Thursday, February 24, 2011

Little Women

Chapter Four: Up, up and Away!

You don’t know what I am going through, every cell in my body yelled, as my boss screamed at me for missing my deadline yet again. “You took leave for two weeks. I expected you to be done with your work by now. This is absolutely unprofessional.” I took leave because I lost my father, I wanted to tell him, but didn’t, because I knew I was just a decibel away from bursting into tears. He saw my face contorted with pain and lowered his pitch just a tad. “Listen, I understand you have been having a tough time personally but these things happen, you can’t let it affect your work, move on.” That was it. “Move on!
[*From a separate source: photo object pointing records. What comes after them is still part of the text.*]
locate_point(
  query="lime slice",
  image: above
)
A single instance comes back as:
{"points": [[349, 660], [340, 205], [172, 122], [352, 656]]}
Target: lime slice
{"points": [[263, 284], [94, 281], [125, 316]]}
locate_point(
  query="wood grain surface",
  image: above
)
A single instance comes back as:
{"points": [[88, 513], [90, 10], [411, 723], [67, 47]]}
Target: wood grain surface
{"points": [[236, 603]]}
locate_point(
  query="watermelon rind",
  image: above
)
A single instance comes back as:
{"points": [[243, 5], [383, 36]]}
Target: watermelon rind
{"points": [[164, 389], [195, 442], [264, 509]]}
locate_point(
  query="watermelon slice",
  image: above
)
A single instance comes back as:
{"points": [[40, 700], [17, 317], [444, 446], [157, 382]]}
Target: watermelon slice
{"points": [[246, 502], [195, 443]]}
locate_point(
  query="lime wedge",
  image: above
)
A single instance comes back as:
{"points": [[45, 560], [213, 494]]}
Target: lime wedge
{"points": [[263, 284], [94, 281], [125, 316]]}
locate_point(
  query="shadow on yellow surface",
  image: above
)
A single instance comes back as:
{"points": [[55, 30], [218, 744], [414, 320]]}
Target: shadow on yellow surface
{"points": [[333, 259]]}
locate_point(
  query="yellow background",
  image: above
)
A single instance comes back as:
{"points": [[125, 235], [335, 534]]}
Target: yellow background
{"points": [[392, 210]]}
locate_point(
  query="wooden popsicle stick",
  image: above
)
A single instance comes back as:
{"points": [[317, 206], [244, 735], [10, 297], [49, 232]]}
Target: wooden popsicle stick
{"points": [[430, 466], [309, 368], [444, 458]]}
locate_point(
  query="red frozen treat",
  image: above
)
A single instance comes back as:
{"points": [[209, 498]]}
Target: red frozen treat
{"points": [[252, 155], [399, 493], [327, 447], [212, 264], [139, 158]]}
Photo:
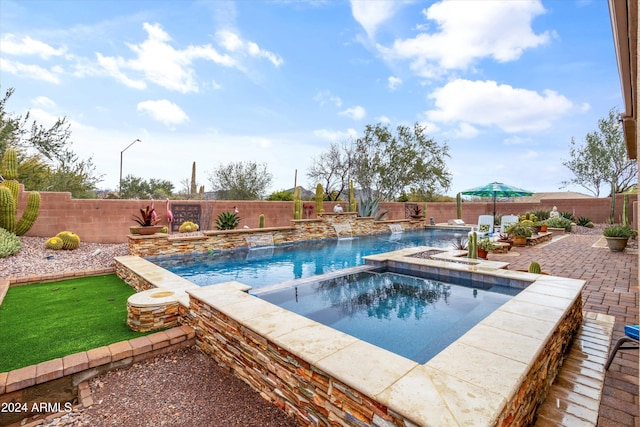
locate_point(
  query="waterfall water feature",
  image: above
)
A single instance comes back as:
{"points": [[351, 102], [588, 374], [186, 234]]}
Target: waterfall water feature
{"points": [[343, 230], [260, 241], [395, 228]]}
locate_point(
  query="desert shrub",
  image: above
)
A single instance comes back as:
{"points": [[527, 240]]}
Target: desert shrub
{"points": [[559, 223], [583, 221], [541, 214], [188, 227], [9, 243], [227, 221]]}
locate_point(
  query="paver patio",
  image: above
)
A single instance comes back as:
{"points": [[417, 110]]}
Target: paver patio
{"points": [[611, 288]]}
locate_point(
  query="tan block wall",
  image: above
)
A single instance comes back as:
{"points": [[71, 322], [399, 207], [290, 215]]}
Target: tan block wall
{"points": [[306, 229], [108, 221]]}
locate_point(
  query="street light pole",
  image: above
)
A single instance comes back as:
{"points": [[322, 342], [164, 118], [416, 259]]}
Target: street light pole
{"points": [[120, 186]]}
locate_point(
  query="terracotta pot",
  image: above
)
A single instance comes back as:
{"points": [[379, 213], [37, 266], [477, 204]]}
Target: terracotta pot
{"points": [[617, 244], [519, 241], [145, 231]]}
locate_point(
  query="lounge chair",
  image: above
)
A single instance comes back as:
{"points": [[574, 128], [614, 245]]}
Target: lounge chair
{"points": [[630, 335], [485, 226], [506, 221]]}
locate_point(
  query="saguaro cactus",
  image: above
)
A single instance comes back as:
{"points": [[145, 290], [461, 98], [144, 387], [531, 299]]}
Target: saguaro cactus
{"points": [[319, 198], [9, 192], [352, 197], [297, 203]]}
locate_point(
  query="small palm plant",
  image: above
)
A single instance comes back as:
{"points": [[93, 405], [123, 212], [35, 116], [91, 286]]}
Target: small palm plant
{"points": [[227, 221]]}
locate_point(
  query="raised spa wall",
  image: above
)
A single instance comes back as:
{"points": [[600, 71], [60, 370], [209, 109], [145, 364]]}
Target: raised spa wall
{"points": [[494, 375], [322, 227]]}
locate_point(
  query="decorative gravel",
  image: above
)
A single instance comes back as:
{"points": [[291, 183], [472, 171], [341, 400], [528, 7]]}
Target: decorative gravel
{"points": [[183, 388]]}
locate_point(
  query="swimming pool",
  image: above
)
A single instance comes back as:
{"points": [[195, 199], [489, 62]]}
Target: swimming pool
{"points": [[269, 265], [410, 316]]}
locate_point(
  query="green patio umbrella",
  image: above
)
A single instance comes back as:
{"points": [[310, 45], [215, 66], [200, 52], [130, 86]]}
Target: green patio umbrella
{"points": [[495, 190]]}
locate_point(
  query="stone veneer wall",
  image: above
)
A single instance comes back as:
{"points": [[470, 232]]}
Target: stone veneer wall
{"points": [[521, 410], [306, 229], [317, 399]]}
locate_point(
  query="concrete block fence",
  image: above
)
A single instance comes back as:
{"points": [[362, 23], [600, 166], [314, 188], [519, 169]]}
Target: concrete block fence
{"points": [[108, 221]]}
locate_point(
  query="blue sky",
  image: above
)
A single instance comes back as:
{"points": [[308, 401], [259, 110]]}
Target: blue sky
{"points": [[505, 84]]}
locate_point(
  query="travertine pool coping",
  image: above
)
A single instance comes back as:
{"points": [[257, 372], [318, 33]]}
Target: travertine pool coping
{"points": [[468, 383]]}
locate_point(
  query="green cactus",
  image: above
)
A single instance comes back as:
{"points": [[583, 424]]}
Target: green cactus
{"points": [[297, 203], [319, 198], [534, 267], [54, 243], [9, 243], [70, 240], [352, 198], [10, 189], [472, 246]]}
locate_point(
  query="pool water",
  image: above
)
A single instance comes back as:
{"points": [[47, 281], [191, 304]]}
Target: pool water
{"points": [[410, 316], [266, 266]]}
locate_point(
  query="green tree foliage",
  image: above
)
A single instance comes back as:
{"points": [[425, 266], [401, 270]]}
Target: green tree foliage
{"points": [[332, 170], [137, 188], [240, 180], [281, 196], [602, 159], [45, 159], [385, 164]]}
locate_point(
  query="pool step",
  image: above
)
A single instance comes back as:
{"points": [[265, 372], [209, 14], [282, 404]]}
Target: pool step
{"points": [[574, 397]]}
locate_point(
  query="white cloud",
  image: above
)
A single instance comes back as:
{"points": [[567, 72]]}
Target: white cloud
{"points": [[491, 28], [333, 136], [163, 111], [371, 14], [43, 101], [394, 82], [35, 72], [356, 113], [485, 103], [157, 61], [233, 43], [326, 97], [9, 44]]}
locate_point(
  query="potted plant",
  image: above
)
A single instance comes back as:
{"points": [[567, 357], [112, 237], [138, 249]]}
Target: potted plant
{"points": [[147, 221], [617, 236], [415, 212], [484, 247], [520, 233]]}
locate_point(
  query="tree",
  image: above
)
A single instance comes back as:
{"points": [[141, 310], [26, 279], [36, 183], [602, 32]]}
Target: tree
{"points": [[44, 157], [332, 170], [602, 159], [240, 180], [137, 188], [384, 165]]}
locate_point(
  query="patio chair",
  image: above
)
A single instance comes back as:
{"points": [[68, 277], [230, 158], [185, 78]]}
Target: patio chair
{"points": [[485, 226], [630, 335], [506, 221]]}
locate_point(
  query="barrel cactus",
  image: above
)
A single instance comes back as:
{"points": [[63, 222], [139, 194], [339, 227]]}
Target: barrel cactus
{"points": [[9, 243], [9, 192], [54, 243], [534, 267], [70, 240], [188, 227]]}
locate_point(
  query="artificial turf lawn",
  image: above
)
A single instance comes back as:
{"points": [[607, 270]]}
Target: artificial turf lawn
{"points": [[45, 321]]}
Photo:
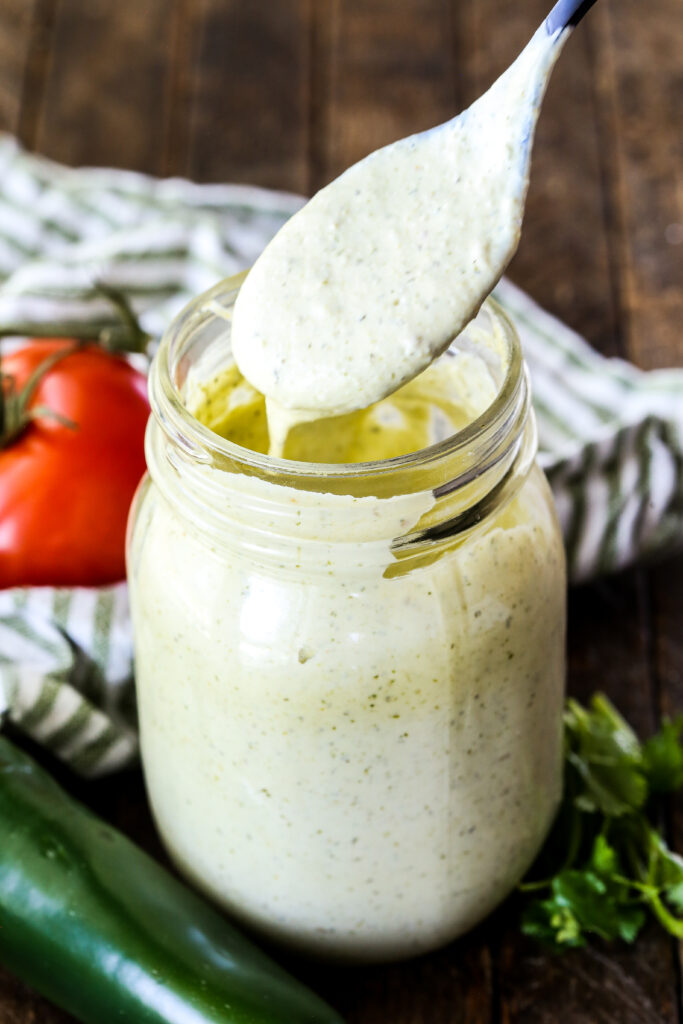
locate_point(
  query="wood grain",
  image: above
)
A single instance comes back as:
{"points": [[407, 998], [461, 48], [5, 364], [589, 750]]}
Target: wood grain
{"points": [[287, 94], [16, 22], [640, 90], [392, 73], [250, 110], [105, 95], [563, 258]]}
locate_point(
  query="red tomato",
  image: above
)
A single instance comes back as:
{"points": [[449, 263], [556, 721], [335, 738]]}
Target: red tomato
{"points": [[65, 492]]}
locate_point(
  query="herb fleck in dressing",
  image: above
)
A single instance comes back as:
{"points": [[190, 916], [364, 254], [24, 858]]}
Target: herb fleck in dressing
{"points": [[356, 749], [373, 279], [356, 755]]}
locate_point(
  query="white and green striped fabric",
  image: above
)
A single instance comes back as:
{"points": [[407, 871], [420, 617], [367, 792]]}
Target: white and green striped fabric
{"points": [[611, 437]]}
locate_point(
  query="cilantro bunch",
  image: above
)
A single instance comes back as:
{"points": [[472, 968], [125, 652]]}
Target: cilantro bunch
{"points": [[605, 865]]}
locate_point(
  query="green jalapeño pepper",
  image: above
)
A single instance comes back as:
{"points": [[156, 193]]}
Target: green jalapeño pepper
{"points": [[94, 924]]}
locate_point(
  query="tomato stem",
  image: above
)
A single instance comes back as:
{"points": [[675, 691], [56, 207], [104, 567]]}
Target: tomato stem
{"points": [[125, 335], [14, 413]]}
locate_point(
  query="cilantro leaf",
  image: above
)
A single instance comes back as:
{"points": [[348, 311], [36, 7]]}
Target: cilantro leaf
{"points": [[604, 863], [663, 758], [605, 754]]}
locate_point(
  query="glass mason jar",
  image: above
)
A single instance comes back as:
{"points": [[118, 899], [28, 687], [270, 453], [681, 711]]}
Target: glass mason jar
{"points": [[350, 677]]}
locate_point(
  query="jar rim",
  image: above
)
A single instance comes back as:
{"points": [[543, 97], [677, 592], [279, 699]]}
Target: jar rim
{"points": [[482, 434]]}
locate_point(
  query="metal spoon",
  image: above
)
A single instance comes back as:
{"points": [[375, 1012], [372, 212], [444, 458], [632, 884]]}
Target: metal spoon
{"points": [[372, 280]]}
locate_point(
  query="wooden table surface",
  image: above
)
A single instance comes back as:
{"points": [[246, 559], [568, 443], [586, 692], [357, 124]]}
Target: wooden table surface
{"points": [[287, 93]]}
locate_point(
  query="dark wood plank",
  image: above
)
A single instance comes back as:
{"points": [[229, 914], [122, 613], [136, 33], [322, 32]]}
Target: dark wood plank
{"points": [[16, 20], [563, 259], [452, 986], [392, 73], [250, 114], [107, 90], [640, 91]]}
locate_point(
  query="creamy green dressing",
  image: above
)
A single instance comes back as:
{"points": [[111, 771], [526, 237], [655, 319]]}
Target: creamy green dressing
{"points": [[355, 753], [373, 279]]}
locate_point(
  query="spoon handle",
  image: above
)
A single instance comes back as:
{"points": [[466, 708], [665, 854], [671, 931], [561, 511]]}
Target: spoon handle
{"points": [[566, 13]]}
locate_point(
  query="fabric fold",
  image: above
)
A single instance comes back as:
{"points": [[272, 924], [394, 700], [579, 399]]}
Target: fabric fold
{"points": [[610, 435]]}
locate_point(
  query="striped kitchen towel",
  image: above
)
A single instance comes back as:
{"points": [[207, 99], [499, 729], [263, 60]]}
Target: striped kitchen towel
{"points": [[610, 436]]}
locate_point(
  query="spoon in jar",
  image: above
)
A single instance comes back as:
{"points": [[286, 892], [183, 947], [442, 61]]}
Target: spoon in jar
{"points": [[373, 279]]}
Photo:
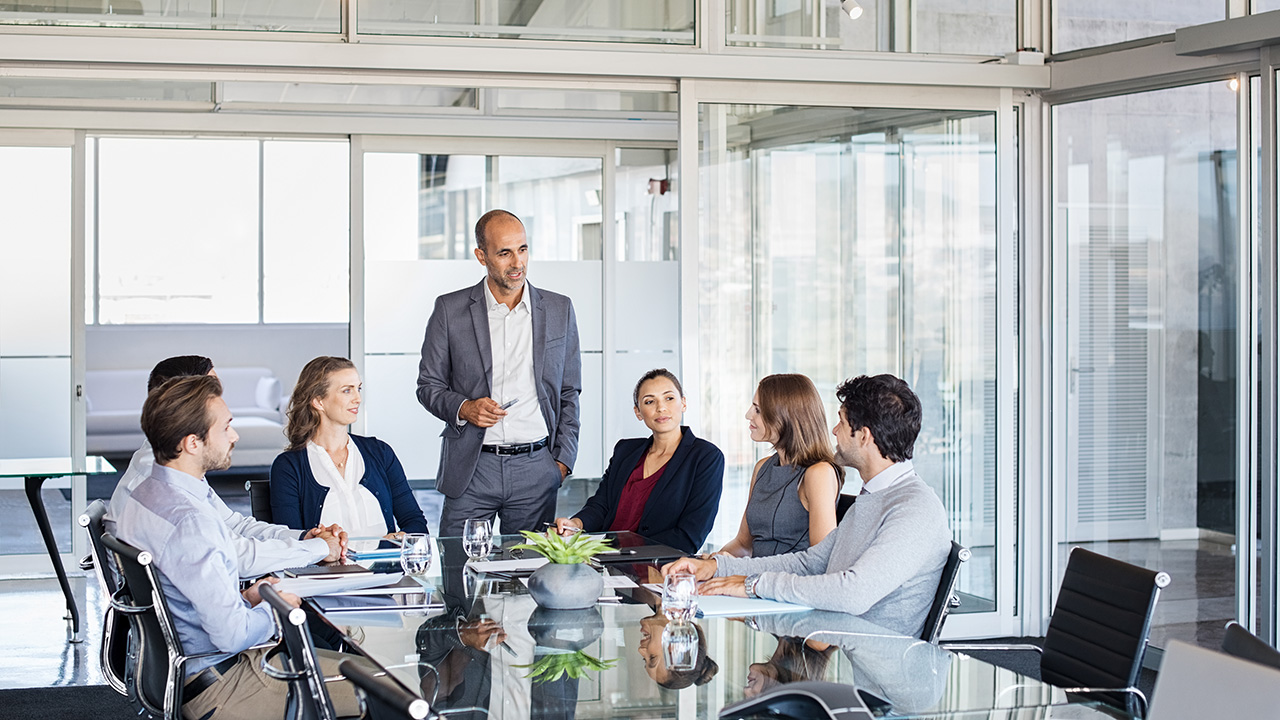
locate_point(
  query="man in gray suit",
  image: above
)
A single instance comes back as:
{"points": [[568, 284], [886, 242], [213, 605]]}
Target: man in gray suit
{"points": [[501, 365]]}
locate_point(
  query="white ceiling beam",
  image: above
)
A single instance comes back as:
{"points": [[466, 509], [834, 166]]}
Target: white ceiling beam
{"points": [[1133, 69], [455, 63]]}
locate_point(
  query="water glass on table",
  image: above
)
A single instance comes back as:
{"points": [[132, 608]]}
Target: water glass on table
{"points": [[680, 596], [478, 538], [680, 645], [416, 554]]}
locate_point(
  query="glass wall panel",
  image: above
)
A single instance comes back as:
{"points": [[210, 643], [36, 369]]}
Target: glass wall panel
{"points": [[164, 199], [306, 249], [289, 16], [419, 213], [35, 335], [1088, 23], [974, 27], [615, 21], [1147, 203], [837, 242]]}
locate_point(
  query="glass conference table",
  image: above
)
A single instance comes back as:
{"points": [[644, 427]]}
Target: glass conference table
{"points": [[483, 643]]}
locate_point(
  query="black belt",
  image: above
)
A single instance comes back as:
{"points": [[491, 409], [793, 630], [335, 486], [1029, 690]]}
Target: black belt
{"points": [[206, 678], [515, 449]]}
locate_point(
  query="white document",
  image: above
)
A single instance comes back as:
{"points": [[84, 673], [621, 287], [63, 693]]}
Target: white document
{"points": [[310, 587], [508, 565], [721, 605], [617, 582]]}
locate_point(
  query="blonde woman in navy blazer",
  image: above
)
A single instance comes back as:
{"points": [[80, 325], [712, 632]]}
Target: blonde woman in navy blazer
{"points": [[664, 487]]}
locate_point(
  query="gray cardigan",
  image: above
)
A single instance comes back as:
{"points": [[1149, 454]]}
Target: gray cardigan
{"points": [[883, 560]]}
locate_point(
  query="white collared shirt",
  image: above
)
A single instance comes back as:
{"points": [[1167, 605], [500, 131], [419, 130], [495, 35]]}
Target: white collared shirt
{"points": [[348, 504], [890, 477], [511, 342]]}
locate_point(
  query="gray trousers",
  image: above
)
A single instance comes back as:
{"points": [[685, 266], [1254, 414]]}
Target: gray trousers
{"points": [[519, 490], [247, 693]]}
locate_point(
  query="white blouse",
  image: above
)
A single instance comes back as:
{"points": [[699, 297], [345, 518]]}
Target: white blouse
{"points": [[348, 502]]}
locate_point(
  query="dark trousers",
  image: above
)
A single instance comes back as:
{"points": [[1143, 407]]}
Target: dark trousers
{"points": [[519, 490]]}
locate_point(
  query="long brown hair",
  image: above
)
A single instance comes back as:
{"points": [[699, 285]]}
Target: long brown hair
{"points": [[312, 383], [791, 409]]}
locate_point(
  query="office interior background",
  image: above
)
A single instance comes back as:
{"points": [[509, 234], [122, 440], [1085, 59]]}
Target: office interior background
{"points": [[1073, 261]]}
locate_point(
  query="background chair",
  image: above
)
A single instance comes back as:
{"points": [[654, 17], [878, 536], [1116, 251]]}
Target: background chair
{"points": [[1098, 630], [945, 598], [260, 499], [155, 682], [115, 627], [383, 698], [1244, 645], [309, 698]]}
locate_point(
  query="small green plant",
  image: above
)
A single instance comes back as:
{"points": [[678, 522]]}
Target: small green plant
{"points": [[557, 665], [552, 546]]}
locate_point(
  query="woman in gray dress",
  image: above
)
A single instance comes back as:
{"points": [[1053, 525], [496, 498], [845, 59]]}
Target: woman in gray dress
{"points": [[794, 491]]}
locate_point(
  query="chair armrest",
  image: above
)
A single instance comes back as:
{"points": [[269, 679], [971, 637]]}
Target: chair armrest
{"points": [[120, 605], [981, 647]]}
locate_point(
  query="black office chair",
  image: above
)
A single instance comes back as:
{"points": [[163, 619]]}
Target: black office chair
{"points": [[945, 598], [382, 697], [842, 504], [309, 698], [115, 627], [1247, 646], [260, 499], [1098, 630], [154, 684]]}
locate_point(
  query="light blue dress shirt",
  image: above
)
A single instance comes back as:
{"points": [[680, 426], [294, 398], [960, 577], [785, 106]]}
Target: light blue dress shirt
{"points": [[173, 516]]}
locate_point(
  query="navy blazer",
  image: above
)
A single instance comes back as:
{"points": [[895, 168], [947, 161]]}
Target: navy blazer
{"points": [[682, 506], [297, 497]]}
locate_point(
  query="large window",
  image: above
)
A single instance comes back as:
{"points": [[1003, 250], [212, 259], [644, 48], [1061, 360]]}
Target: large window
{"points": [[1147, 204], [218, 231]]}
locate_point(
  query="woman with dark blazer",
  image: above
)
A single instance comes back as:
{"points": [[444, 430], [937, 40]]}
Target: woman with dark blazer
{"points": [[664, 487], [329, 475]]}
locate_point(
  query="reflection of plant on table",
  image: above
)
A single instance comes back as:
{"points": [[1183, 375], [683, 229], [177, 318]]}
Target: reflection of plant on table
{"points": [[553, 547], [560, 664]]}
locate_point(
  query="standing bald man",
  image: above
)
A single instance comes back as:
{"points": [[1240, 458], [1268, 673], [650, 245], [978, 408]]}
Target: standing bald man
{"points": [[502, 367]]}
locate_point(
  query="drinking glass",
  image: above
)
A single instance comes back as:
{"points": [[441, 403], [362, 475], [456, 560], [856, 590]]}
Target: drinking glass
{"points": [[680, 645], [478, 538], [680, 596], [416, 554]]}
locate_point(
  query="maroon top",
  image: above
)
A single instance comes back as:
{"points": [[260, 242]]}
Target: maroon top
{"points": [[635, 495]]}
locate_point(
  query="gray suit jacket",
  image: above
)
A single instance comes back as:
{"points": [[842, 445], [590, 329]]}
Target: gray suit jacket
{"points": [[457, 365]]}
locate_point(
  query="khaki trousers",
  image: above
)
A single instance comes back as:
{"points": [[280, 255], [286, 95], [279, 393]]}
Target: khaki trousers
{"points": [[247, 693]]}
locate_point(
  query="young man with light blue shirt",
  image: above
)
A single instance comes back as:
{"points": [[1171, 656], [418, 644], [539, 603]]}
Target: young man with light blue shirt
{"points": [[260, 547], [885, 559], [173, 515]]}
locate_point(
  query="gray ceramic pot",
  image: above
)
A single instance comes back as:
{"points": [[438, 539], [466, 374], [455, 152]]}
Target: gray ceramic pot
{"points": [[566, 587], [566, 629]]}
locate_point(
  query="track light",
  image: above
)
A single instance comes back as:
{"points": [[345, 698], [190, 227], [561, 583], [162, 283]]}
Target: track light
{"points": [[853, 8]]}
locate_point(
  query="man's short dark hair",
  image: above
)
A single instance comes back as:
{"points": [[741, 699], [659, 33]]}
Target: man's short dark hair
{"points": [[483, 226], [887, 408], [177, 409], [178, 367]]}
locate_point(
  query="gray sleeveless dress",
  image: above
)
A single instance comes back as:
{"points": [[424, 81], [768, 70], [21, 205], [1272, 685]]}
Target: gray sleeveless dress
{"points": [[775, 516]]}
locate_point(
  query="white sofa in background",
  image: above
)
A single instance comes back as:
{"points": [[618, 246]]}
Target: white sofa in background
{"points": [[113, 401]]}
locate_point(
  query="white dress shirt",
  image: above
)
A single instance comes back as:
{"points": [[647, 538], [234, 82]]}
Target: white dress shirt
{"points": [[260, 547], [348, 502], [511, 341]]}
Move on!? Don’t you tell me to move on you insensitive pig!” I leapt off my chair with streams of tears wildly cascading my face and looked my boss straight in the eye and said, “You know nothing! You didn’t know my dad and you don’t know what it feels like to lose him!” I could hear my decibel levels hitting the roof, but I didn’t care. I felt wild and free and dangerous, after a very long time. I even enjoyed that look of absolute shock on my boss’s face. “I quit, you insensitive asshole!” I hurriedly took the first sheet of paper I saw in front of me, jotted my resignation, signed it and violently thumped it on his table. “There you go, Eesha Sahai has moved on! Moved on from this stinking office with a stinking boss!”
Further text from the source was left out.